Subway – (Don’t) Eat Fresh

An article in Forbes stated that numerous fast food outlets add a host of additives to the simplest of ingredients. When it comes to the humble egg the worst offender is Subway, which alongside whole eggs uses a ‘premium egg blend’ containing a plethora of coloring, flavorings, and preservatives including propylene glycol, which is also used in anti-freeze and deodorant.

But wait, there’s more!

The ingredients may be used even after they are “legally” spoiled – Do those veggies look or taste weird? On their food containers, Subway workers are required by state law to label when it was made, what day, what time, and who prepped it. They routinely change these labels to dates that are further ahead than when they were prepped so they can use them after they ‘legally’ spoil.

Do not let your sandwich touch the cutting board – The deli paper your sandwich is made on, just from coming into contact with the cutting board, should be considered a health hazard. In fact, if you notice an employee wrapping your sandwich in deli paper THEN the sandwich paper, tell them not to. Even though they wipe the cutting boards off regularly, they only clean them twice a month. They are a breeding ground for germs and bacteria.

Be careful when it comes to these three ingredients – Meatballs (ask if they are fresh and avoid them if the employee has to go back to check), the sauce should be red, not brown, and meatballs should be whole, not crumbly. Roast beef tends to go bad the fastest and American cheese slices get soggy and bacteria coated if the container is almost empty. Opt for a different cheese.

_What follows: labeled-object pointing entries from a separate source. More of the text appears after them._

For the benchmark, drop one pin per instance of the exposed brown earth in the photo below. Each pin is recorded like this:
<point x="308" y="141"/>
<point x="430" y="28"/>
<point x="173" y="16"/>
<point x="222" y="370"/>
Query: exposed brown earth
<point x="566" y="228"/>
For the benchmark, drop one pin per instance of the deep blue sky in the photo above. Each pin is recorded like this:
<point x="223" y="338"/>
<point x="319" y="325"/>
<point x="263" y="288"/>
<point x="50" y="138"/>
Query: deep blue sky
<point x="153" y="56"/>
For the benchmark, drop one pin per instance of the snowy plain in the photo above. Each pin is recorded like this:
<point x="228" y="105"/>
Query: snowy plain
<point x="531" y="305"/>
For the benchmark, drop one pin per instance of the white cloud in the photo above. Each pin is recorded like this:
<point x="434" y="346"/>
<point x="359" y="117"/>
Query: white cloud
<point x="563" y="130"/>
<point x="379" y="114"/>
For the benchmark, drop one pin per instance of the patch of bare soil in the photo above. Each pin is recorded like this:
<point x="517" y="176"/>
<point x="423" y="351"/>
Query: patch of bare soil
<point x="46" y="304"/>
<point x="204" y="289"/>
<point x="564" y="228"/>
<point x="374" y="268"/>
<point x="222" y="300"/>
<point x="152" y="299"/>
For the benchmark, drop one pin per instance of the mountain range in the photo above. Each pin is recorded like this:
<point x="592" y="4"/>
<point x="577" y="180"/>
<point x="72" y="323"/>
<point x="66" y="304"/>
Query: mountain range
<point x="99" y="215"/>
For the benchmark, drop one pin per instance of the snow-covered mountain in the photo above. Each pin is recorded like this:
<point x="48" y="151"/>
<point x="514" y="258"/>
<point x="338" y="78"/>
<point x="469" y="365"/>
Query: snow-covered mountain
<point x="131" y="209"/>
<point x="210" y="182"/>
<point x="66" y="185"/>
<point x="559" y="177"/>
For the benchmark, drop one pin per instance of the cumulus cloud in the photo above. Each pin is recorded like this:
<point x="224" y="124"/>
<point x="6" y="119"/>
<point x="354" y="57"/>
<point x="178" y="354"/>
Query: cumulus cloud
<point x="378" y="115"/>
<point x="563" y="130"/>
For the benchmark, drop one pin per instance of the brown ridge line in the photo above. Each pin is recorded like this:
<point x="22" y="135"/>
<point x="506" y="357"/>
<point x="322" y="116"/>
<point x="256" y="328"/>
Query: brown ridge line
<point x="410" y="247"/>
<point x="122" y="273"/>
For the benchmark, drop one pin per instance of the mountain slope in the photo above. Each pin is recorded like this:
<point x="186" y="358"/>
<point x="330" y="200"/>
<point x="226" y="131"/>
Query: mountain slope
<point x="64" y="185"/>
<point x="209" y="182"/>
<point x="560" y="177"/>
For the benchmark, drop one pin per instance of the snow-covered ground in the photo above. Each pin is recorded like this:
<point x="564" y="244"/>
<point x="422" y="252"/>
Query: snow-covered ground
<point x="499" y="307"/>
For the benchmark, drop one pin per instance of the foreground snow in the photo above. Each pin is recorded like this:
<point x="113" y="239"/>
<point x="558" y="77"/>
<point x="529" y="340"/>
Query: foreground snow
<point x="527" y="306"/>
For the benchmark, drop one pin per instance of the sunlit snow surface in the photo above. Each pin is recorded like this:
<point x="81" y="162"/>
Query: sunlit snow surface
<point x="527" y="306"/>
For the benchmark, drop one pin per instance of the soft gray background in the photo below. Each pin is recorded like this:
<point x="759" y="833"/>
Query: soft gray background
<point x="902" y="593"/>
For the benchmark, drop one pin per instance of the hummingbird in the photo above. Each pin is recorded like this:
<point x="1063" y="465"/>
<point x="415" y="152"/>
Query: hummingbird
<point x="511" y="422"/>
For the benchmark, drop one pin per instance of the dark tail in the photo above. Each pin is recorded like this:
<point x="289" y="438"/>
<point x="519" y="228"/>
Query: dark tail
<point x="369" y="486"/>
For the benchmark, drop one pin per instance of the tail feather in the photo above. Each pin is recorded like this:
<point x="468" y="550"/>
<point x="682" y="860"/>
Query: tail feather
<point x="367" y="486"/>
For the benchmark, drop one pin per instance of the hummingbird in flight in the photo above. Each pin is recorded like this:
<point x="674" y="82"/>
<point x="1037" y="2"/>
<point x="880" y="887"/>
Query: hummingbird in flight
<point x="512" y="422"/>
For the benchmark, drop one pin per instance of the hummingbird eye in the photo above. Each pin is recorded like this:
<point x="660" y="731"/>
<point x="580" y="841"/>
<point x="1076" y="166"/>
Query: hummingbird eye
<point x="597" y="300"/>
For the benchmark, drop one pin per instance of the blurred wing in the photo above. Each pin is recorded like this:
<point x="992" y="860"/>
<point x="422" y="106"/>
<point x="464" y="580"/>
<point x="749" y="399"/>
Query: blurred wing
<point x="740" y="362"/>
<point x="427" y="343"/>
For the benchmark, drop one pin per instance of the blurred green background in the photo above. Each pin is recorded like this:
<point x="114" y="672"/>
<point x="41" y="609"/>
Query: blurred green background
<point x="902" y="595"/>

DNA tests reveal Subway’s chicken sandwiches are just half chicken – Subway prides itself on serving the ‘freshest’ ingredients. The main question is, what exactly are in the ingredients? According to DNA tests conducted by Trent University and the Canadian Broadcasting Corporation (CBC), Subway’s chicken fillets, found in their Oven Roasted Chicken sandwich, had just 53.6% chicken in it, while their sumptuous strips, found in their delicious Sweet Onion Chicken Teriyaki sandwich, contained only 42.8% chicken. In case you’re wondering, the remainder of the ‘chicken’ substance is made from soy.